Le moment de la grossesse est redouté pour ces femmes, car il entraine forcément une prise de poids et un
changement visuel du corps. C’est pourquoi Gérard Apfeldorfer explique que leur désir d’enfant est présent
mais l’angoisse de la grossesse est plus forte et qu’elles souffrent d’« intolérance sociale au surpoids».
Parfois, la mummyrexie se déclare chez des femmes qui n’ont jamais été touchées par des TCA mais qui
étaient malgré tout, assez soucieuse de leur alimentation et pouvaient avoir certains comportements
orthorexiques (obsession de manger sain), ou ayant effectué de nombreux régimes restrictifs.
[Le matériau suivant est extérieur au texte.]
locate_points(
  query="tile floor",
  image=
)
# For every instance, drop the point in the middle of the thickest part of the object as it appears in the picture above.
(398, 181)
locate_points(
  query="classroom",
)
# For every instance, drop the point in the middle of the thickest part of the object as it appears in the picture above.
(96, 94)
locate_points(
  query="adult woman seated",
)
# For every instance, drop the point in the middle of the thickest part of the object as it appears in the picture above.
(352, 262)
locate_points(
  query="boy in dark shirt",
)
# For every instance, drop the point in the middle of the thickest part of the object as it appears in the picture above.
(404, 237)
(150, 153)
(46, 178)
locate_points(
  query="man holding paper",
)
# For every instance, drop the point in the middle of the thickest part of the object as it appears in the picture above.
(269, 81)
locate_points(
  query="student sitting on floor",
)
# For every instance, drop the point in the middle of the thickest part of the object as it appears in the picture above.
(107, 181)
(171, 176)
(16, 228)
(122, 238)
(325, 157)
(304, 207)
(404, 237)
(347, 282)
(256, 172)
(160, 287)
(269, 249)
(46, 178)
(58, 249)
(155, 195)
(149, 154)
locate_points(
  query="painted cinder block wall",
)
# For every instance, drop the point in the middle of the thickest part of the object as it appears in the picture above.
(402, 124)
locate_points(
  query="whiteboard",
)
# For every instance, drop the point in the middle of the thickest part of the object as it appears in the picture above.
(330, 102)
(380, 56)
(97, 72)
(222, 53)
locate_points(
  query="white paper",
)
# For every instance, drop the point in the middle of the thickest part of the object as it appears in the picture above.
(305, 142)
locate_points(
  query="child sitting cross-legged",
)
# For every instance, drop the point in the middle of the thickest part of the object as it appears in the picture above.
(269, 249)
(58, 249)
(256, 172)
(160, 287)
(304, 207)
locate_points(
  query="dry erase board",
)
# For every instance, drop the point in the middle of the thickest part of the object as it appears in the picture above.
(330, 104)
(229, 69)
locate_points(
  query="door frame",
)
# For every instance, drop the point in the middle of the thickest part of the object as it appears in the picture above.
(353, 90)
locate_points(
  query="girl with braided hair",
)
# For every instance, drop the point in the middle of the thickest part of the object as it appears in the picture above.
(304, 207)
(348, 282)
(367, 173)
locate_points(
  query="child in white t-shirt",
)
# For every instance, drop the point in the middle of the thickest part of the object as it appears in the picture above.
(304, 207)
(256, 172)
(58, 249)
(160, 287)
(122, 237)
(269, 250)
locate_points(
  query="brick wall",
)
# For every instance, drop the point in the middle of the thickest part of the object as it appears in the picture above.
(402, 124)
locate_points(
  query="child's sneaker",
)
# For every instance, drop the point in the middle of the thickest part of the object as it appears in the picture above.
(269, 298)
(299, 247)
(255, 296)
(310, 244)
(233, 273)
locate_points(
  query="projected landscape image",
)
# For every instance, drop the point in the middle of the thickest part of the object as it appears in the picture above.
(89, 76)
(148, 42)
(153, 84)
Le point commun de toutes ces femmes est le fait de percevoir le corps juste comme un physique et on
comme un organisme prêt à se transformer pour donner la vie (ANNEXE 3 : Témoignage d’Océane).

Heureusement, la mummyrexie n’est pas systématiquement présente chez une femme touchée par les TCA.
En effet, certaines guérissent de ces troubles lors de cette période ; elles prennent conscience de l’importance
du corps dans la transmission de la vie et décident donc de prendre davantage soin du leur pour leur futur
bébé.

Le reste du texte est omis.